Wissenschaftsdisziplinen
Philosophie, Ethik, Religion (50%); Soziologie (25%); Sprach- und Literaturwissenschaften (25%)
Keywords
Biblical Studies,
Jewish Studies,
Art History,
Queer Studies,
Gender Studies,
Religious Studies
Abstract
Studien zu queeren Lesarten der Hebräischen Bibel stellen eine gründlich überarbeitete
Fassung meiner wissenschaftlichen Artikel dar, die im Zusammenhang mit meiner PhD-
Forschung an der Universität Amsterdam entstanden sind.
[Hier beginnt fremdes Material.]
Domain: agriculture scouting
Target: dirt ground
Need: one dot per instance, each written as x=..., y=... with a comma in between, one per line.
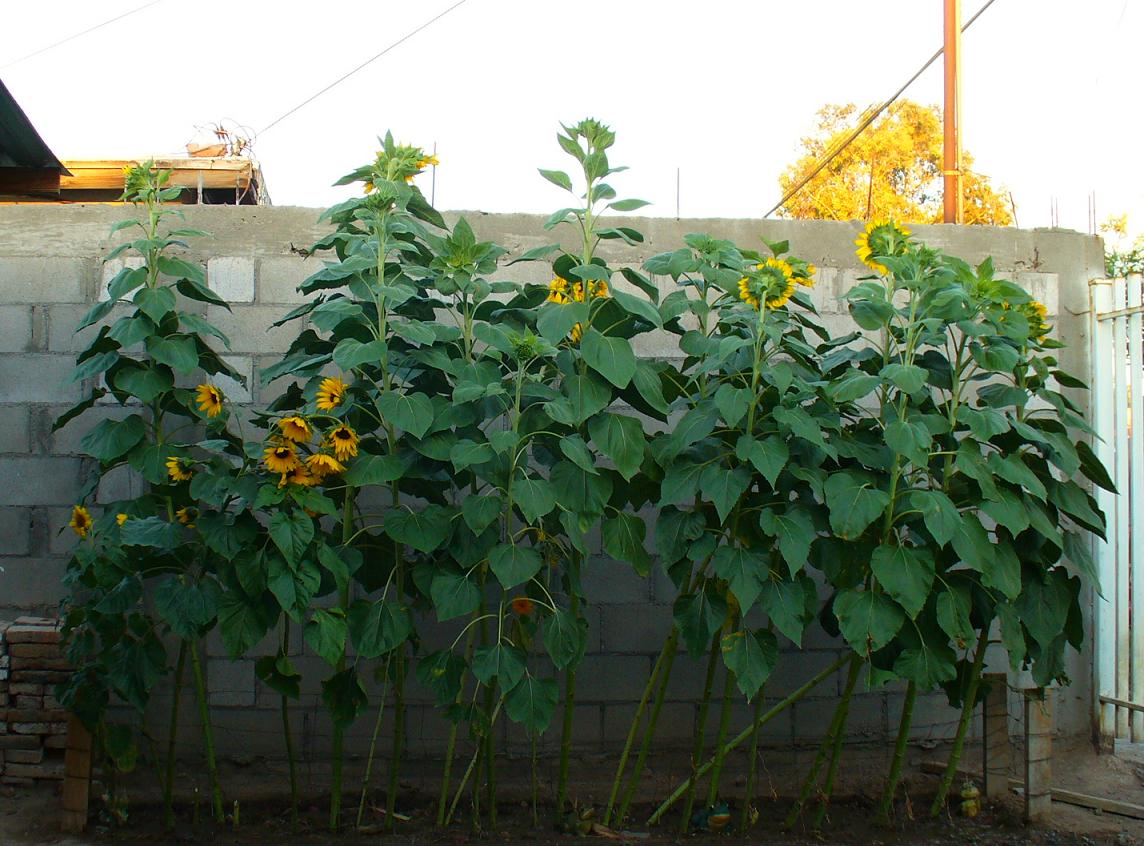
x=30, y=816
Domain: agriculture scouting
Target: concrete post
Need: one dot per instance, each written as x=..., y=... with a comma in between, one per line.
x=995, y=728
x=1038, y=756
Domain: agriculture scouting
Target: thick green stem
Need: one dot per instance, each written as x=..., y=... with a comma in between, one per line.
x=200, y=694
x=833, y=735
x=967, y=713
x=635, y=725
x=748, y=793
x=373, y=747
x=724, y=724
x=652, y=721
x=697, y=752
x=168, y=784
x=738, y=740
x=882, y=816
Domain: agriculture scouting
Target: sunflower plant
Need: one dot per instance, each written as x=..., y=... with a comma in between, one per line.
x=142, y=569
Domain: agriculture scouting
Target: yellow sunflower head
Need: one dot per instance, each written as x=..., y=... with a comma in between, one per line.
x=331, y=393
x=881, y=238
x=180, y=469
x=323, y=464
x=281, y=457
x=81, y=520
x=209, y=399
x=343, y=441
x=296, y=429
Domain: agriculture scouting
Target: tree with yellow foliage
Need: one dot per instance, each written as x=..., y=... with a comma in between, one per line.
x=891, y=170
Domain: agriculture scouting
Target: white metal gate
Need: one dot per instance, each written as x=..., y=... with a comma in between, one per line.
x=1118, y=414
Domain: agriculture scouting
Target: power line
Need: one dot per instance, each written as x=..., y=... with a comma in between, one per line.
x=79, y=34
x=867, y=120
x=367, y=62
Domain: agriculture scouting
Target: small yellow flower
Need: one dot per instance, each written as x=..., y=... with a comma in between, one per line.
x=344, y=441
x=295, y=429
x=331, y=393
x=881, y=238
x=179, y=469
x=298, y=476
x=209, y=399
x=320, y=465
x=280, y=457
x=81, y=520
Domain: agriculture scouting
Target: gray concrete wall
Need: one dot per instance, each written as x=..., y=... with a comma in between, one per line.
x=50, y=271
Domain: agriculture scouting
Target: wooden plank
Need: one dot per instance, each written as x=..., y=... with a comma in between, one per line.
x=1069, y=797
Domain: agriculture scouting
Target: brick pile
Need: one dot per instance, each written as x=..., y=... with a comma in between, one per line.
x=33, y=727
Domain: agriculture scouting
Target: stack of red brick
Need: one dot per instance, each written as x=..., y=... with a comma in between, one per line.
x=33, y=728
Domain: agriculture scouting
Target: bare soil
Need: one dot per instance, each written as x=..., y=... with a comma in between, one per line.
x=30, y=815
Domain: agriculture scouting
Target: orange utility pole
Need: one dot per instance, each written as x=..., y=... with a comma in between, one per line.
x=951, y=159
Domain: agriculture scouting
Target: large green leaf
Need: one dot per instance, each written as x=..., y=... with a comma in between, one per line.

Sie fokussieren auf nicht normative
Sexualitäten im Tanach bzw. Alten Testament und damit verbundene jüdische und christliche
Auslegungstraditionen sowie auf bestimmte Werke der Bildenden Kunst. Diese queeren
Lesarten sind im Rahmen von Intertextualität entstanden. Nicht nur bestimmte Textpassagen
der Hebräischen Bibel werden queer gelesen, sondern auch ausgewählte rabbinische
Behauptungen im Anschluss an sie. Außerdem werden einige europäische Kunstwerke aus der
Zeit der Renaissance, des Barocks und der zweiten Hälfte des 19. Jahrhunderts diskutiert,
welche durch ihre Thematisierung von Knabenliebe, effeminierten Männern oder sexuell
ambivalenten Figuren eine wichtige Bestätigung für quasi queere Lektüren bereits vor den
bibelwissenschaftlichen Interpretationen der Gegenwart darstellen.